Choosing an Architecture for Pro

As coder radio mentioned toward the end of their podcast we’re still a bit in the research stage.

The first question is which architecture do we go with?

Zero-knowledge architecture
Managed-encryption architecture

Comparing

Zero-knowledge is the architecture that organizations like 1Password practice.

If an attacker gains access to their servers, your passwords are still safe. They never hold your private keys - only your public keys. Feels warm and fuzzy. 🧸

Managed-encryption is the architecture that software like AWS KMS use.

If an attacker gains access to AWS KMS, you’re pwned, bro - along with a lot of other people! This is because Amazon ultimately holds plaintext¹ copies of your keys. Somehow this doesn’t feel awful though because we trust Amazon.

Other ways of looking at it:

zero-knowledge is decentralized
managed-encryption is centralized
zero-knowledge is trustless
managed-encryption is trustbased

Centralized has its advantages/disadvantages and decentralized its own.

Why Managed-Encryption

Why would an organization choose managed-encryption over zero-knowledge? It boils down to placement of trust.

They don’t trust you with private decryption keys living on your machine. You might lose your laptop. They trust Amazon more. That buddy of yours in devops that you grab beers with - yeah, he doesn’t really trust you.

I can hear my friend Yamil (devops) saying it to me now:

Yeah, I don’t trust you, brah.

So by centralizing the keys on Amazon, they eliminate the risk - you.

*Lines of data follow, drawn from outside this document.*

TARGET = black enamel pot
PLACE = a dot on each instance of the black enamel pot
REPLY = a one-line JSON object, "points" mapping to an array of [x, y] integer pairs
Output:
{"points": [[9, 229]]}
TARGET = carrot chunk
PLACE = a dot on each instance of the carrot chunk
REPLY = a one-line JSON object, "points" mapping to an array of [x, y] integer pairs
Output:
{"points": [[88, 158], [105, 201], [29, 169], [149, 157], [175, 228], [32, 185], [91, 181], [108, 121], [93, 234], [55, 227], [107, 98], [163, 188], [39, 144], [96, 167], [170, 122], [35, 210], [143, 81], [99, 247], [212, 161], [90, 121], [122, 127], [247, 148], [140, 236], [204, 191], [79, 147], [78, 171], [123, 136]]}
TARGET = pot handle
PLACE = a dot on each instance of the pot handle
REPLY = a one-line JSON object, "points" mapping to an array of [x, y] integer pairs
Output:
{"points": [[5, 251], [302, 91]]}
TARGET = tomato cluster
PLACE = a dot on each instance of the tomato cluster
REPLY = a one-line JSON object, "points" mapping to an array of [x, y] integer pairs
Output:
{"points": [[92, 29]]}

I want to add, this placement of trust in my experience adds friction for developers. Have you ever worked with a big corporate and requested a new production HELLO key for your next feature deploy? It can be a long wait, only to be fat-fingered as HRLLO – causing your deploy to fail. Compliance departments loves this for some reason.

Why Zero-Knowledge

Zero-knowledge architecture makes the opposite assumption - third-party risk is greater. I tend to agree with this on not just an empirical level, but also a philosophical one.

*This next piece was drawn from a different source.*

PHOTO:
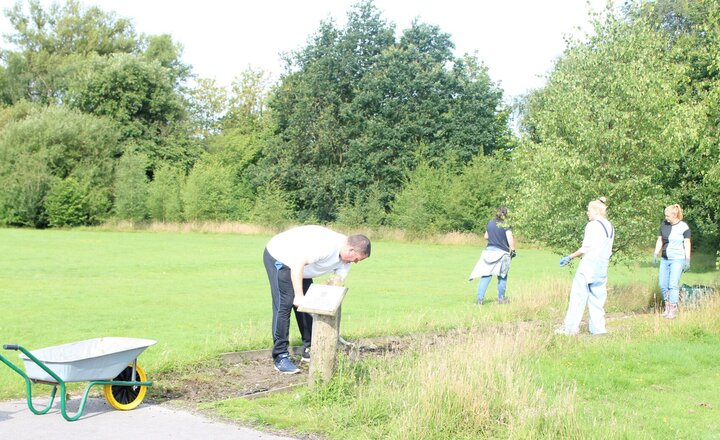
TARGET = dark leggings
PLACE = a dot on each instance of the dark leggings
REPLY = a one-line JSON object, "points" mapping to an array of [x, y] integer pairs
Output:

I’m a developer-first kind of guy. I want to empower developers, and I think when you do you actually end up with safer and more elegant solutions.

For example, I want this scenario:

I set HELLO=development in .env of my PR
Yamil sees it and runs dotenvx set HELLO "production" -f .env.production
Yamil pushes his .env.production changes to my PR

Boom, now the feature is ready in development AND production. I safely don’t know the production secret (because its encrypted and only Yamil has access to its decryption key), but we’re both coordinating on the same platform - git². He can’t gatekeep. And bonus, now when Yamil fat-fingers the key name to HRLLO, I know.

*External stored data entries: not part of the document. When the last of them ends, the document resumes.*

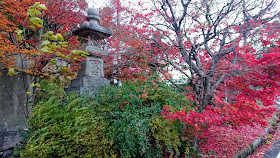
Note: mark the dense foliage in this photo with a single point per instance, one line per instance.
(119, 121)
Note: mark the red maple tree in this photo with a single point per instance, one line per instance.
(228, 51)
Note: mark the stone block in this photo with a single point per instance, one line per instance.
(91, 67)
(96, 51)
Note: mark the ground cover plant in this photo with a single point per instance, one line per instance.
(118, 122)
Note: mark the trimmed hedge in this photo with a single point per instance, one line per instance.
(116, 122)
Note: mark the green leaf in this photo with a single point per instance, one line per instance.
(12, 72)
(35, 20)
(28, 92)
(36, 4)
(37, 85)
(45, 50)
(63, 43)
(37, 12)
(32, 84)
(19, 32)
(46, 42)
(59, 36)
(43, 6)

For weird reasons, compliance departments don’t like this. They’re wrong of course. You get a complete audit log in git - who, what, when. They’ll come around eventually.

But I’m getting off topic again.

Everything I described above you can do already, for free, with dotenvx.

But as your team grows and Yamil needs to share production decryption keys with his new devops hires, dotenvx pro should make that easy and safe. Zero-knowledge architecture is a good choice here - it would allow passing of these private decryption keys without dotenvx reading them. If a breach on our servers happened, your secrets would still be safe. All the attacker would gain are public keys and encrypted data.

One final note, I think zero-knowledge is in the spirit of dotenv. It’s never been a tool that could read your secrets.

We’re going with zero-knowledge.

¹ They’re not technically plaintext, they are encrypted at rest, but AWS KMS also holds the decryption key somewhere that allows them to be decrypted just-in-time. It’s called a managed-encryption solution because they go to great lengths to manage the risk - additional layers of security, machinations, etc.

² Not all ops teams know and use git. A UI will be needed, but to start, we’ll focus on savvy tightnit teams that know git.